Survival and hazard functions are the core tools actuaries use to model how long people live and how risk changes over time. The survival function tells you the probability someone is still alive at time $t$ , while the hazard function captures the instantaneous risk of death at that moment. Together, they form the mathematical backbone for building mortality tables, pricing life insurance, and valuing annuities.

Definition of survival function

The survival function $S(t)$ gives the probability that an individual survives beyond time $t$ . If $T$ is the random variable representing time of death (or failure), then:

$S(t) = P(T > t)$

You can think of it as answering the question: "What's the chance this person is still alive after $t$ years?"

Relationship to the distribution function

The survival function is simply the complement of the cumulative distribution function $F(t)$ :

$S(t) = 1 - F(t)$

where $F(t) = P(T \leq t)$ is the probability of death occurring at or before time $t$ . The probability density function $f(t)$ connects to both through differentiation:

$f(t) = F'(t) = -S'(t)$

This means the density function equals the negative derivative of the survival function. Knowing any one of $S(t)$ , $F(t)$ , or $f(t)$ lets you derive the other two.

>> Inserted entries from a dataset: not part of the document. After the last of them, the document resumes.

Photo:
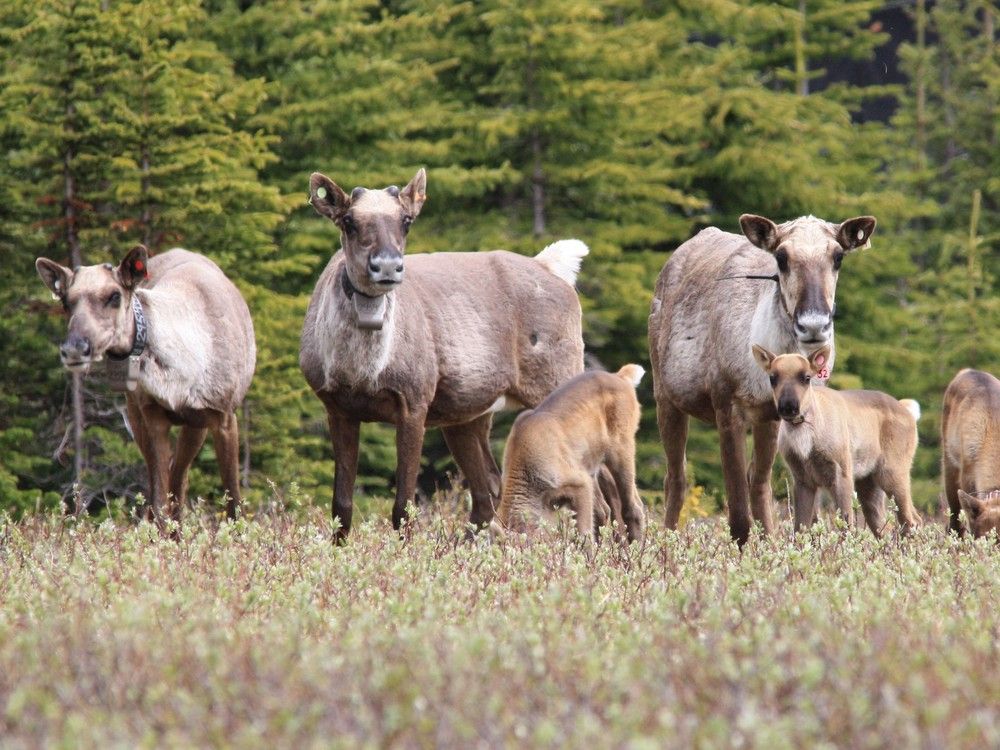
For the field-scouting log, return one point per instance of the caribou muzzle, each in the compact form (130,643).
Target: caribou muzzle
(814,327)
(75,352)
(386,268)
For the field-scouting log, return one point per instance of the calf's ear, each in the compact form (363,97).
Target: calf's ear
(760,231)
(855,233)
(134,267)
(820,359)
(327,197)
(763,357)
(414,194)
(55,276)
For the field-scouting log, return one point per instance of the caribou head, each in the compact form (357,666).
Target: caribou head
(103,319)
(809,252)
(373,226)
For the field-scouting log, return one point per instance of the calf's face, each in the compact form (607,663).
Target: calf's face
(983,513)
(808,252)
(791,379)
(98,301)
(373,226)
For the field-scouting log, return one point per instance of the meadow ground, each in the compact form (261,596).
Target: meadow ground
(260,633)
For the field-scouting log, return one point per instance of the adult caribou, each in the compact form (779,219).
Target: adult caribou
(467,335)
(719,294)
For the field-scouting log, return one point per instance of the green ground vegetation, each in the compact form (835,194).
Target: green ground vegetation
(628,124)
(260,633)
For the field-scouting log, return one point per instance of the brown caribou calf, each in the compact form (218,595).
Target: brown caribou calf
(554,454)
(842,441)
(191,331)
(970,451)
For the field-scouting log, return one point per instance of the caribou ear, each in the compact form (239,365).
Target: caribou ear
(55,276)
(763,356)
(760,231)
(327,197)
(820,359)
(855,233)
(413,195)
(134,267)
(973,506)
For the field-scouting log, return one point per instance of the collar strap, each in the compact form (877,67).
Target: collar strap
(349,289)
(141,330)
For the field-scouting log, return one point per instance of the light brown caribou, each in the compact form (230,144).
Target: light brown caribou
(970,450)
(191,331)
(717,294)
(842,441)
(465,335)
(555,452)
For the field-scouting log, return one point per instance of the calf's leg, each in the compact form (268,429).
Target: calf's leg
(872,500)
(673,424)
(951,481)
(805,505)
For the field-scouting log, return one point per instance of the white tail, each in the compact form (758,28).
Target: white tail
(911,406)
(632,373)
(563,258)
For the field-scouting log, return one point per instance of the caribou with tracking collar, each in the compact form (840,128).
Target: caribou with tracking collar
(442,339)
(718,294)
(185,332)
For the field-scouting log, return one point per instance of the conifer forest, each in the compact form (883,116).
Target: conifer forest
(629,124)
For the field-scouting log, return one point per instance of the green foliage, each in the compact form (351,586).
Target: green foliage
(628,124)
(263,633)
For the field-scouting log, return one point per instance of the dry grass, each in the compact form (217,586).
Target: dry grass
(260,633)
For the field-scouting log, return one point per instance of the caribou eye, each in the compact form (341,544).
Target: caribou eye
(782,257)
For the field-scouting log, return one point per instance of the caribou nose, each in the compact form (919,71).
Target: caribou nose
(75,348)
(386,269)
(813,327)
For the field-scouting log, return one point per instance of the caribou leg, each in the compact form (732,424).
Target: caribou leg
(466,443)
(226,439)
(189,443)
(158,445)
(673,424)
(409,445)
(732,440)
(345,434)
(622,467)
(765,447)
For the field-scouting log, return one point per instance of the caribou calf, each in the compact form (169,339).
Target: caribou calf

Properties of survival function

Three properties define a valid survival function. If any of these fail, you don't have a legitimate model.

Non-increasing

$S(t)$ never increases over time. For any $t_1 \leq t_2$ , we have $S(t_1) \geq S(t_2)$ . This makes intuitive sense: the probability of surviving past 80 years can't be higher than the probability of surviving past 70 years.

Right-continuous

The survival function is right-continuous at every point:

$\lim_{t \to t_0^+} S(t) = S(t_0)$

This technical property ensures the function is well-defined, particularly when dealing with discrete jumps in the distribution (such as in empirical survival data).

Boundary conditions

At time zero: $S(0) = 1$ . Everyone is alive at the start.
As time goes to infinity: $\lim_{t \to \infty} S(t) = 0$ . Eventually, everyone dies.

These two conditions anchor the survival function between 1 and 0.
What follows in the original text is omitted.